At least 10 others, according to The New York Times, who contracted the virus are based in Camp Six, a medium-security facility where there is a common space for detainees to have meals, prayer and recreational activities.
The newspaper reported last week that Abu Zubaydah had contracted the virus and all legal meetings were cancelled as a result of the Covid-19 outbreak.
The Pentagon declined to confirm to The New York Times that the figure had risen to "more than a dozen" of the prisoners. Pentagon officials also declined to describe the care that prison authorities were providing or say whether or not any of the ill prisoners had been given the antiviral drug Paxlovid.

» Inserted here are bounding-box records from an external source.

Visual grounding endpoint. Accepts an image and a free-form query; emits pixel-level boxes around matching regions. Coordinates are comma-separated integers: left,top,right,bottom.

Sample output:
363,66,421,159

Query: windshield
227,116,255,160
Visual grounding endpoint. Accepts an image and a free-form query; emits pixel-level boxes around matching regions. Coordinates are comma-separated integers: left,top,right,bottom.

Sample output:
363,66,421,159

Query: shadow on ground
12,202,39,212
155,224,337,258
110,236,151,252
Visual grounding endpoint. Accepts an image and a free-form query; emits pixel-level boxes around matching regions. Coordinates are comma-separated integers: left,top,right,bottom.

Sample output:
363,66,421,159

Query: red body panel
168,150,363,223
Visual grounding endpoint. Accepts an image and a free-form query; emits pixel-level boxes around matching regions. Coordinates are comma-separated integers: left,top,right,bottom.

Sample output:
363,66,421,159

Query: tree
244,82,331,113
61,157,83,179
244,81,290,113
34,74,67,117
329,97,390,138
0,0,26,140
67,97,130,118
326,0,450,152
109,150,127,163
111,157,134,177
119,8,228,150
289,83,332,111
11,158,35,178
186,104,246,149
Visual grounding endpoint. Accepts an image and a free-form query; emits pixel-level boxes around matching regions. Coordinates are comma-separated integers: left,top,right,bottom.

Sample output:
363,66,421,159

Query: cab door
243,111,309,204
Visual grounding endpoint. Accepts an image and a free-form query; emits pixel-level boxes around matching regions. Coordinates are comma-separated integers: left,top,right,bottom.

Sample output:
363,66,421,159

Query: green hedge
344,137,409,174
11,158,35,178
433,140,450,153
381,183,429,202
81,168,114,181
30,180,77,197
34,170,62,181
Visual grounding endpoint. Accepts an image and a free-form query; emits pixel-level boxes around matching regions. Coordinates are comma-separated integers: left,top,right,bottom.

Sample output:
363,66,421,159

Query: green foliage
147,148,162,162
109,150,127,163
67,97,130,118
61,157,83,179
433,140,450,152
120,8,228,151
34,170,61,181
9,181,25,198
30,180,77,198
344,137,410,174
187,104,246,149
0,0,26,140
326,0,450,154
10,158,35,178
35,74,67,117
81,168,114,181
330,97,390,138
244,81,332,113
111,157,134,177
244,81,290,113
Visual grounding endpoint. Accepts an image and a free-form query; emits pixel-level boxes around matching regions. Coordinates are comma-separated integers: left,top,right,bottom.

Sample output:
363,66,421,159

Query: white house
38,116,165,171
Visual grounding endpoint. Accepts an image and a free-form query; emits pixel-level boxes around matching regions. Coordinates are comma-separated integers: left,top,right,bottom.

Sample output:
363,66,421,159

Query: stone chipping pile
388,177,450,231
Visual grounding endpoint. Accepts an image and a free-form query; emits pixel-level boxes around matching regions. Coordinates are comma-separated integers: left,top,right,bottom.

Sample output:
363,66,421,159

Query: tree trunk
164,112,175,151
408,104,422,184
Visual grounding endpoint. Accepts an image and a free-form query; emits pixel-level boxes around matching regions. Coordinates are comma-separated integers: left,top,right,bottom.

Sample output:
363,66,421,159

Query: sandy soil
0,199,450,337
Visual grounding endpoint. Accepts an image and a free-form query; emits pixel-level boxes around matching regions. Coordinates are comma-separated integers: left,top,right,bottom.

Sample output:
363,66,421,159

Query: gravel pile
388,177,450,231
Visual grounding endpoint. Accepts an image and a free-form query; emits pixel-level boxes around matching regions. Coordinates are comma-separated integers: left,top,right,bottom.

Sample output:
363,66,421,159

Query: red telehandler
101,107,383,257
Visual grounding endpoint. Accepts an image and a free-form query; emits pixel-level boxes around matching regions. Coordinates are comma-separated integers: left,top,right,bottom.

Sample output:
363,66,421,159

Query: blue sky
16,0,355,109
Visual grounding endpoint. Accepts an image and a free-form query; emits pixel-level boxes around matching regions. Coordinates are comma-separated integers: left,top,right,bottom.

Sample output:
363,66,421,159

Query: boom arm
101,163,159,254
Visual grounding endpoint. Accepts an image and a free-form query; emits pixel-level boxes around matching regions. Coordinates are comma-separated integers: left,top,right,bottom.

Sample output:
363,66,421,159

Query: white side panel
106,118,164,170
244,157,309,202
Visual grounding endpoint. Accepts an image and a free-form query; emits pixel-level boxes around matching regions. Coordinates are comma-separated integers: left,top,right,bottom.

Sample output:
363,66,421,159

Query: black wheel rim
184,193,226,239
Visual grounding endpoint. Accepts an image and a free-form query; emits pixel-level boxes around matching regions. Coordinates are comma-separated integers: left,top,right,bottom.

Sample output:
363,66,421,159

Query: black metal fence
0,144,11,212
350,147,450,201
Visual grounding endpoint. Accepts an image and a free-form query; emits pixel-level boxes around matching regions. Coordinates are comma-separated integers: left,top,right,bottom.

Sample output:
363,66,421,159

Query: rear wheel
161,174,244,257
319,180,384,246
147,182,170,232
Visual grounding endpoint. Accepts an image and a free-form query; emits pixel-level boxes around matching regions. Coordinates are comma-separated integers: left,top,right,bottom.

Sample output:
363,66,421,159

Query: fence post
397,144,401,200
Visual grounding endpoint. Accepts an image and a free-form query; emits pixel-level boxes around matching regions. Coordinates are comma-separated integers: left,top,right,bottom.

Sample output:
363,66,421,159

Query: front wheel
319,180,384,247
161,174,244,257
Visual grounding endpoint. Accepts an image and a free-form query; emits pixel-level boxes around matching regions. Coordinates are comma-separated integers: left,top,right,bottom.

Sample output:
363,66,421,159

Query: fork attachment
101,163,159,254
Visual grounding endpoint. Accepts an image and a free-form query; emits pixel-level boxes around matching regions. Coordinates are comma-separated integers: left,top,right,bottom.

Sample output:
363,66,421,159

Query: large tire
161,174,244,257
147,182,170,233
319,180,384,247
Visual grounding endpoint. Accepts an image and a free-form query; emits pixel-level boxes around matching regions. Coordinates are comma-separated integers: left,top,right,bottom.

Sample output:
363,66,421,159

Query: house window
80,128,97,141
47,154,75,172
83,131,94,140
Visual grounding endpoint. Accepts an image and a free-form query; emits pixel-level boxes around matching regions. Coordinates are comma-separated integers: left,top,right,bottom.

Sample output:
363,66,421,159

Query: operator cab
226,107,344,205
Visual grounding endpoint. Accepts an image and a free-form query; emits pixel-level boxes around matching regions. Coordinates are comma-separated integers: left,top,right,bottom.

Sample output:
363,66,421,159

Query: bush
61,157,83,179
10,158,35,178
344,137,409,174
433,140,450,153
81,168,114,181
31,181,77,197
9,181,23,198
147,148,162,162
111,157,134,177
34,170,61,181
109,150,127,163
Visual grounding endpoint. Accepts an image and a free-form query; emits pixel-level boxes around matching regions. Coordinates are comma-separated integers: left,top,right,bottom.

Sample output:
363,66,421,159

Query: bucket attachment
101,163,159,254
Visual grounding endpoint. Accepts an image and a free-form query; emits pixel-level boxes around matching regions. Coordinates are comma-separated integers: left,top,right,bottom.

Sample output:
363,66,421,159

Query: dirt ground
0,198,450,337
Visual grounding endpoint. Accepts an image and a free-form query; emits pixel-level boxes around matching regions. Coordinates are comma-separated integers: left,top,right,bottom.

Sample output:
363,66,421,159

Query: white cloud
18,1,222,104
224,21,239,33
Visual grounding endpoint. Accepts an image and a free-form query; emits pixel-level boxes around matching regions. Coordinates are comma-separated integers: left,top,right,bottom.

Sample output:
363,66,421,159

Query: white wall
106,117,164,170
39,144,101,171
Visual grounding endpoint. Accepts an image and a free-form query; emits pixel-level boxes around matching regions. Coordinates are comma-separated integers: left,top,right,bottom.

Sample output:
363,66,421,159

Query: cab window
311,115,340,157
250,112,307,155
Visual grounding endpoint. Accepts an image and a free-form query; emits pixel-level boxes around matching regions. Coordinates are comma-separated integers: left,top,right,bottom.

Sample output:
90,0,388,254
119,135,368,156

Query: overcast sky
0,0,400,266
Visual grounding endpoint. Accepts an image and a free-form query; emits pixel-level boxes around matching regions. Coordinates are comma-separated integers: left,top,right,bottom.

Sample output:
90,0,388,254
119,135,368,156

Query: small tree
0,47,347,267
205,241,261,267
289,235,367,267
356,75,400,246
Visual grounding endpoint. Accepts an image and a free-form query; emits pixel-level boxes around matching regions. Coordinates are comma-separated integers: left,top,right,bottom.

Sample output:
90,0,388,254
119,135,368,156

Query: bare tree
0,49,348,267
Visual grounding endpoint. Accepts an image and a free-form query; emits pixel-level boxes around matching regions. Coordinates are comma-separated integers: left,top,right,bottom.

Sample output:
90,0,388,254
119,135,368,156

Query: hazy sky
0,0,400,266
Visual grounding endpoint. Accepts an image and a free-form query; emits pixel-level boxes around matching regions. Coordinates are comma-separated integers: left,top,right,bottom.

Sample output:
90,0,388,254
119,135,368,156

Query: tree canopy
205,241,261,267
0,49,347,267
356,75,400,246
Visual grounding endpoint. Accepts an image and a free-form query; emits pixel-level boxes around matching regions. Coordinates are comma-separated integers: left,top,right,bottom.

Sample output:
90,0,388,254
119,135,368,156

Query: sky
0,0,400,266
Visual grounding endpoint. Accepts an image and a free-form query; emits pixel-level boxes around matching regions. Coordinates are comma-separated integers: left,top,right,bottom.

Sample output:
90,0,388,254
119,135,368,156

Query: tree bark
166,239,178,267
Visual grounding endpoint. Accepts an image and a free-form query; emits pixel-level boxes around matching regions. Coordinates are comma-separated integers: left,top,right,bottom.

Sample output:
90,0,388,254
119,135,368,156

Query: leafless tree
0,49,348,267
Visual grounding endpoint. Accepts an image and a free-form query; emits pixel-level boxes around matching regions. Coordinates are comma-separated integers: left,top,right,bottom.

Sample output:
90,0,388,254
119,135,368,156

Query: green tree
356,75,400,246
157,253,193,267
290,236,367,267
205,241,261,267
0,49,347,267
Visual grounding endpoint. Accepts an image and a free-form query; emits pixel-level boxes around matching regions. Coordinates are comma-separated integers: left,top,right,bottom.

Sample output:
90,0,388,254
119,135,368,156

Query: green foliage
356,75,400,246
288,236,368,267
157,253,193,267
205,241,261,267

Middle East Eye reached out to the Department of Defence for comment on this report but had not received a response by the time of publication.
Aging detainee population
Last year, Middle East Eye reported there was an outbreak of the coronavirus in the detention centre's Camp Six, with several detainees contracting the virus.
Camp Six is one of Guantanamo Bay's newer buildings, constructed in 2006, and houses detainees designated "low-value" and who have never been charged with a crime.
The $37m prison unit was originally designed as a medium-security facility with communal eating and recreation areas. However, the communal eating area was closed off and recreation areas were turned into individual cages.
For years, rights organisations and civil society groups have criticised the US government for the lack of medical facilities to properly treat detainees in the prison.
A 2019 report by The Center for Victims of Torture and Physicians for Human Rights found that detainees are subject to medical neglect, and medical equipment and expertise available on-site are "increasingly insufficient to address detainees' health needs".
There are currently 35 men being held at Guantanamo Bay, 20 of whom have been approved for transfer, while three are in indefinite detention. Ten are awaiting trial and two have been convicted, including Majid Khan, who has finished his sentence and is in need of a country to be transferred to.
Since Biden has come into office, his administration has released four detainees. During former President Donald Trump's four years in office, only one man - a Saudi citizen who was cleared under the Obama administration - was released.